Dedifferentiated liposarcoma (DDLPS) is a rare and aggressive subtype of liposarcoma, driven by a core transcriptional regulatory circuitry (CRC) that sustains tumor proliferation. This malignancy poses considerable clin...Dedifferentiated liposarcoma (DDLPS) is a rare and aggressive subtype of liposarcoma, driven by a core transcriptional regulatory circuitry (CRC) that sustains tumor proliferation. This malignancy poses considerable clinical challenges, marked by high postoperative recurrence and metastatic potential, alongside a lack of effective targeted therapies. In this study, we establish that KPT-330 (Selinexor), a selective inhibitor of exportin 1 (XPO1), effectively compromises DDLPS cell viability by perturbing CRC homeostasis.

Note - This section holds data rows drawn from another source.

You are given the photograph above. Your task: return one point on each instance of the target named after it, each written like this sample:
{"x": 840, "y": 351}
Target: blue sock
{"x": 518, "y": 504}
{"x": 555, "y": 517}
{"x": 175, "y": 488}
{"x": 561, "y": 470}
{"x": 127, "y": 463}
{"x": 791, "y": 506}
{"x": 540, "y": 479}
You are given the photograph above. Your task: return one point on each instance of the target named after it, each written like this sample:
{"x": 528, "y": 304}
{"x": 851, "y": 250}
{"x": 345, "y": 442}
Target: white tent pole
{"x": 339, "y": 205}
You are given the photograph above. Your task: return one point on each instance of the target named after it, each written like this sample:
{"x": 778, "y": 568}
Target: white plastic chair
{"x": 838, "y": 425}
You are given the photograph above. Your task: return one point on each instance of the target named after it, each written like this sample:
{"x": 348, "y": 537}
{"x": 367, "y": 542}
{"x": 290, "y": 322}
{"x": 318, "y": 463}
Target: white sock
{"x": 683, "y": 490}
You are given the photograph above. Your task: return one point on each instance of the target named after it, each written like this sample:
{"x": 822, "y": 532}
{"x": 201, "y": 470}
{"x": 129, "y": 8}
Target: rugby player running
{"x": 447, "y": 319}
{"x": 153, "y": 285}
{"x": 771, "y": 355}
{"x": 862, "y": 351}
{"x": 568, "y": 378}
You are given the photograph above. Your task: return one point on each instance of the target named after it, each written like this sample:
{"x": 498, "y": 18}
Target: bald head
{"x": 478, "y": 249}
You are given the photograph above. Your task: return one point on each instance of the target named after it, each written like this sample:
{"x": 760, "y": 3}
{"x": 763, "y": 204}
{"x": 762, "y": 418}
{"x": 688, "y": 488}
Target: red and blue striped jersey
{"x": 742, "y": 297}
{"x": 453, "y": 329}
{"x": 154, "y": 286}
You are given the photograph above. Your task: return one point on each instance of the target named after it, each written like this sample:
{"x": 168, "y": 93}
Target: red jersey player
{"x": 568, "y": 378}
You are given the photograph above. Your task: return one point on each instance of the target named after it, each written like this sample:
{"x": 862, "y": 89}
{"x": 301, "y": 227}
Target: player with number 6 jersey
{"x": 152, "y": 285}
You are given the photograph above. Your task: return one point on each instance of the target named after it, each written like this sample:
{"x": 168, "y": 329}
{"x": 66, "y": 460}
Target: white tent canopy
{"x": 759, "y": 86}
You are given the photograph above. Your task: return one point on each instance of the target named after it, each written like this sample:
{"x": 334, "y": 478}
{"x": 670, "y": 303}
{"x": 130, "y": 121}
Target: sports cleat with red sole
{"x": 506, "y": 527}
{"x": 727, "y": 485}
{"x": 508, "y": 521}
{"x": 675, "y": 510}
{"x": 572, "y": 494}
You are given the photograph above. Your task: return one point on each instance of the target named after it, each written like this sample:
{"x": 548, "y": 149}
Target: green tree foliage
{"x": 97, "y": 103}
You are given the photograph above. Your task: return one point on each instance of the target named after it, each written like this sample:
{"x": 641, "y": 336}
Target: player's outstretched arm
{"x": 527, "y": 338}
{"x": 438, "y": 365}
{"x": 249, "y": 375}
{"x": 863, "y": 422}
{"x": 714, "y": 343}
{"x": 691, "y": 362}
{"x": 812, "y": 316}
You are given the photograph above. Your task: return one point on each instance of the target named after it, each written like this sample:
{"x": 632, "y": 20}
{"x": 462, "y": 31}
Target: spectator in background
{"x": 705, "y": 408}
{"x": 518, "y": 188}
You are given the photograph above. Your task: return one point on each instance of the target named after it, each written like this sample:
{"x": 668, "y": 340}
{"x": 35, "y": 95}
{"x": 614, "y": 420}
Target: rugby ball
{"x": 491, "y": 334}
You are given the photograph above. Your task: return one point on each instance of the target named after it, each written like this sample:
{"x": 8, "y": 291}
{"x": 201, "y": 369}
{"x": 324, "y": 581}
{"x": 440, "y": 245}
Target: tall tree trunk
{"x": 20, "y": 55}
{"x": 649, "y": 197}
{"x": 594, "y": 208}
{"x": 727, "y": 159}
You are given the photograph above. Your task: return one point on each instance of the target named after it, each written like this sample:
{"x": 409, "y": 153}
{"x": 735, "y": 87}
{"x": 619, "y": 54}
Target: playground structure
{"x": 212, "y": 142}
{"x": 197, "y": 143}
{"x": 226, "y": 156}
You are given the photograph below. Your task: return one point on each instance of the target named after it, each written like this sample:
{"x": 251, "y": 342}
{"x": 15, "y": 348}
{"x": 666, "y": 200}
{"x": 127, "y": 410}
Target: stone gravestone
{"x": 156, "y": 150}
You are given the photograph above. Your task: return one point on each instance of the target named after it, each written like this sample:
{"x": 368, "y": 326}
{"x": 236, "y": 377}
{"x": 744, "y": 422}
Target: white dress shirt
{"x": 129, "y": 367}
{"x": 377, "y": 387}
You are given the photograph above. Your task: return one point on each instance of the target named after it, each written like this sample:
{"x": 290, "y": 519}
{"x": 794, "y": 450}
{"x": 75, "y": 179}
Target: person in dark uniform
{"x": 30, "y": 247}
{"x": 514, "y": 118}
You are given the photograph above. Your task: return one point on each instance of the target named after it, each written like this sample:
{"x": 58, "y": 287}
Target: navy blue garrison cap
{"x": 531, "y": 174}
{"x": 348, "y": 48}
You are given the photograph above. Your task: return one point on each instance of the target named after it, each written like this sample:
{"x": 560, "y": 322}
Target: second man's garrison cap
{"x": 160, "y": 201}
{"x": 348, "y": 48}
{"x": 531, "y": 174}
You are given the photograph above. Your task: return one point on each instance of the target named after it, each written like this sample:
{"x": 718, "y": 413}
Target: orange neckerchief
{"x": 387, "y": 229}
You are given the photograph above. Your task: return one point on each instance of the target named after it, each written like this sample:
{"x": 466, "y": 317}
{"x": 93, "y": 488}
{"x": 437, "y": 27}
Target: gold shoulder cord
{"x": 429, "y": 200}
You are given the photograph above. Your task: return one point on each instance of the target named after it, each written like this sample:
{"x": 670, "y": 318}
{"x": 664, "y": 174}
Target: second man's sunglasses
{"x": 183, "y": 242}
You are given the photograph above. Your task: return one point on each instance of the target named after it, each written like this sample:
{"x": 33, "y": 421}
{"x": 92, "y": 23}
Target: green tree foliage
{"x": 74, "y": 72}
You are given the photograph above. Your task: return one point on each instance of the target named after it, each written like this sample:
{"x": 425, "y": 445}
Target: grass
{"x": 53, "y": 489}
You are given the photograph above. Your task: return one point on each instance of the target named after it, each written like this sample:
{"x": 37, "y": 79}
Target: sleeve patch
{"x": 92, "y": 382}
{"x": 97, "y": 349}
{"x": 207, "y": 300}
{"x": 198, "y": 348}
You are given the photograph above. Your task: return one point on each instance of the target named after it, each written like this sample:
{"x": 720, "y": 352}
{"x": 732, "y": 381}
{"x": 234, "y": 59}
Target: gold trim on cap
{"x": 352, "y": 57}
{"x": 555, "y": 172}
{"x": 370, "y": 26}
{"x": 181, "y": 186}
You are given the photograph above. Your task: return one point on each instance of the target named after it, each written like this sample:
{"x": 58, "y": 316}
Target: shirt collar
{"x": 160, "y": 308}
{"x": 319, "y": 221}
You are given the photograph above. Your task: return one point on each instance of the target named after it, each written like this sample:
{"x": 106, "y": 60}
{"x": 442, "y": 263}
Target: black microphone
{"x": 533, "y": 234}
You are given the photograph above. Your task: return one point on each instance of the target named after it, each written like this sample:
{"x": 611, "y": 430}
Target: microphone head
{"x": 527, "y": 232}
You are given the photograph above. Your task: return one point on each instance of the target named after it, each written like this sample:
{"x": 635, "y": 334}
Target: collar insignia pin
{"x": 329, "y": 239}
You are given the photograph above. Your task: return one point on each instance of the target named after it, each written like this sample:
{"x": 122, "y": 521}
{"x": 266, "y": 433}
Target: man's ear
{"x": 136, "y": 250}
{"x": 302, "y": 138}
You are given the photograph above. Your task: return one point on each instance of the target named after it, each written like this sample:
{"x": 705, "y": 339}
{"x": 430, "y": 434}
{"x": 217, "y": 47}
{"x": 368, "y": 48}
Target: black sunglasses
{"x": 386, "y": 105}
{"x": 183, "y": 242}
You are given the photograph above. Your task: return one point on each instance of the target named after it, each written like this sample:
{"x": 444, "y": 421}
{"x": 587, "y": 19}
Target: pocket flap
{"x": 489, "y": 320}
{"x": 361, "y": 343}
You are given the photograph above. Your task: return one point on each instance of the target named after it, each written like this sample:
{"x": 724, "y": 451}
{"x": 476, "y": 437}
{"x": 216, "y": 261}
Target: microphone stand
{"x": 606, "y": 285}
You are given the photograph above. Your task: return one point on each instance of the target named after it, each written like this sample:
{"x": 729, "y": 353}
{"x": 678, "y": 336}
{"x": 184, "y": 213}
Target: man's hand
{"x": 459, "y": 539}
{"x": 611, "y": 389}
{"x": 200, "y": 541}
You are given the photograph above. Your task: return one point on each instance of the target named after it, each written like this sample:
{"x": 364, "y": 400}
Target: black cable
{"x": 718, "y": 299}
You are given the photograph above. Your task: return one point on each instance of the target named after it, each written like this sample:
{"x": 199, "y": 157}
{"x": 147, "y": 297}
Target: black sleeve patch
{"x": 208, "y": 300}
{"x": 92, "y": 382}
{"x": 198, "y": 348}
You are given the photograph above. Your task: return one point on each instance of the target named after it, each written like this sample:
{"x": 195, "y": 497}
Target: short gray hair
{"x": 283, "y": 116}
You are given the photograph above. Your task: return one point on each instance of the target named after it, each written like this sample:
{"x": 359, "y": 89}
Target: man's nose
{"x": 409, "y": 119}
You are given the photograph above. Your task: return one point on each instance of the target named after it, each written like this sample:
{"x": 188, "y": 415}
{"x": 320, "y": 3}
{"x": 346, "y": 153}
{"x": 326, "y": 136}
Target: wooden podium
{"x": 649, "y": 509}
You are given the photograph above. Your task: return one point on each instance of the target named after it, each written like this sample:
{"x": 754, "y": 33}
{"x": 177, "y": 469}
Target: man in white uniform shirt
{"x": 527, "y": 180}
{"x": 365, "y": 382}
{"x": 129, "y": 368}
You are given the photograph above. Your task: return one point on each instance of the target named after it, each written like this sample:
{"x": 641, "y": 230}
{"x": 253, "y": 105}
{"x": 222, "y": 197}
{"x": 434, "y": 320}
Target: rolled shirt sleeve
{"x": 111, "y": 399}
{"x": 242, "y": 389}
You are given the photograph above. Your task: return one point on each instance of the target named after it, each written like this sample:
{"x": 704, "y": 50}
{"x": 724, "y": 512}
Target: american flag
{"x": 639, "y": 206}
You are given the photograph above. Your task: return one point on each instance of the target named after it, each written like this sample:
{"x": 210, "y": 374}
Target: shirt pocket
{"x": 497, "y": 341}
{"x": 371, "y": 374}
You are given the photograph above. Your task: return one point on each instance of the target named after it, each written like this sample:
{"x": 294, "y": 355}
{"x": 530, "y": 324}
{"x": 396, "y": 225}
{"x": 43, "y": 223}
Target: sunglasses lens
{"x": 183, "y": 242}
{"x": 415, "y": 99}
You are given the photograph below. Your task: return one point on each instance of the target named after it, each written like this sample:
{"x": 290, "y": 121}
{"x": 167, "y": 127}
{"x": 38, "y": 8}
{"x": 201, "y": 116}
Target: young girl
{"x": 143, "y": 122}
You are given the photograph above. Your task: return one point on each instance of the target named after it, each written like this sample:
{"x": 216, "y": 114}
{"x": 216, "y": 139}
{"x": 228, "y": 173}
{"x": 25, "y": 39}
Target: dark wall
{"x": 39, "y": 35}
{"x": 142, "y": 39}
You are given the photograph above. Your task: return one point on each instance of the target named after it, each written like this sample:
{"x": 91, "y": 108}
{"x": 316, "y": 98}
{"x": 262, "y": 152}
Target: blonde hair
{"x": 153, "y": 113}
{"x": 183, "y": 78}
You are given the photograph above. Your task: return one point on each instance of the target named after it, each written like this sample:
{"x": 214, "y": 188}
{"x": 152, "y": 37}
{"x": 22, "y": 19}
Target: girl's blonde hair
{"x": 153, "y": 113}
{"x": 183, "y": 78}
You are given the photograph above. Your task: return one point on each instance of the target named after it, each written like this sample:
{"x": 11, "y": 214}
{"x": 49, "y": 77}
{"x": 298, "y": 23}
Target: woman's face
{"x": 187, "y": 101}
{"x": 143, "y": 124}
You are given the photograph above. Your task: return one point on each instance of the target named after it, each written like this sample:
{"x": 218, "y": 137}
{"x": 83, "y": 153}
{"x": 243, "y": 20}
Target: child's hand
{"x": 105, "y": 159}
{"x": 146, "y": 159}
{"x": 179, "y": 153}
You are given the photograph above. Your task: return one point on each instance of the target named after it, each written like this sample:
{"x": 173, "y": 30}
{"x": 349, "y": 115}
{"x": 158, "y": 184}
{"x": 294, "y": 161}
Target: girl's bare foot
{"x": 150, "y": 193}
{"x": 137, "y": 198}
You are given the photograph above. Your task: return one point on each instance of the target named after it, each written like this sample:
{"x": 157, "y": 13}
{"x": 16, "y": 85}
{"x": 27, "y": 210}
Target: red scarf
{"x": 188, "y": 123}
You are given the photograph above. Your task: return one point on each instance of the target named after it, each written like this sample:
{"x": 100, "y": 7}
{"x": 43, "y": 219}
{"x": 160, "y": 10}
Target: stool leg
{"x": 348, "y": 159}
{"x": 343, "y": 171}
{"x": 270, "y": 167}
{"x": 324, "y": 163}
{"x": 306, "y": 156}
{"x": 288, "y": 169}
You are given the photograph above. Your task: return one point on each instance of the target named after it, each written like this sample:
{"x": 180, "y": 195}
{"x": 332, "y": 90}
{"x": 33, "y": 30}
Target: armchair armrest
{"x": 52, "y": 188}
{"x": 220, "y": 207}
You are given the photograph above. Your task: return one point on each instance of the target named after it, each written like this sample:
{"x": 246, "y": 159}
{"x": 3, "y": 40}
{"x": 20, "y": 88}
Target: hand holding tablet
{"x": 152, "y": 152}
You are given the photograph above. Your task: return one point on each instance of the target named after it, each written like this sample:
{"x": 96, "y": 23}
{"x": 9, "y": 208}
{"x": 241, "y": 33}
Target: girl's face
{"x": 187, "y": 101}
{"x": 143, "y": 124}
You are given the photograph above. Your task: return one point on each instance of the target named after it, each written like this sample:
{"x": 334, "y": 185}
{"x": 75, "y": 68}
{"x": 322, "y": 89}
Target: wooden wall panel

Mechanistically, we demonstrate that KPT-330 attenuates the cellular translation machinery in a biphasic manner: initially, it disrupts translation initiation by suppressing eukaryotic translation initiation factor 4E phosphorylation and eukaryotic translation initiation factor 4 F complex assembly; subsequently, it impedes translation elongation by inhibiting the nuclear export of ribosomal large subunit proteins. Furthermore, we identify a synergistic antitumor effect between KPT-330 and translation inhibitors, including everolimus and homoharringtonine. Notably, the disruptive impact of KPT-330 on CRC homeostasis extends to other cancer cell lineages, underscoring its broad mechanistic relevance. Collectively, our findings elucidate a novel mechanism through which KPT-330 destabilizes CRC via translational dysregulation and highlight its potential therapeutic utility in combination regimens for DDLPS.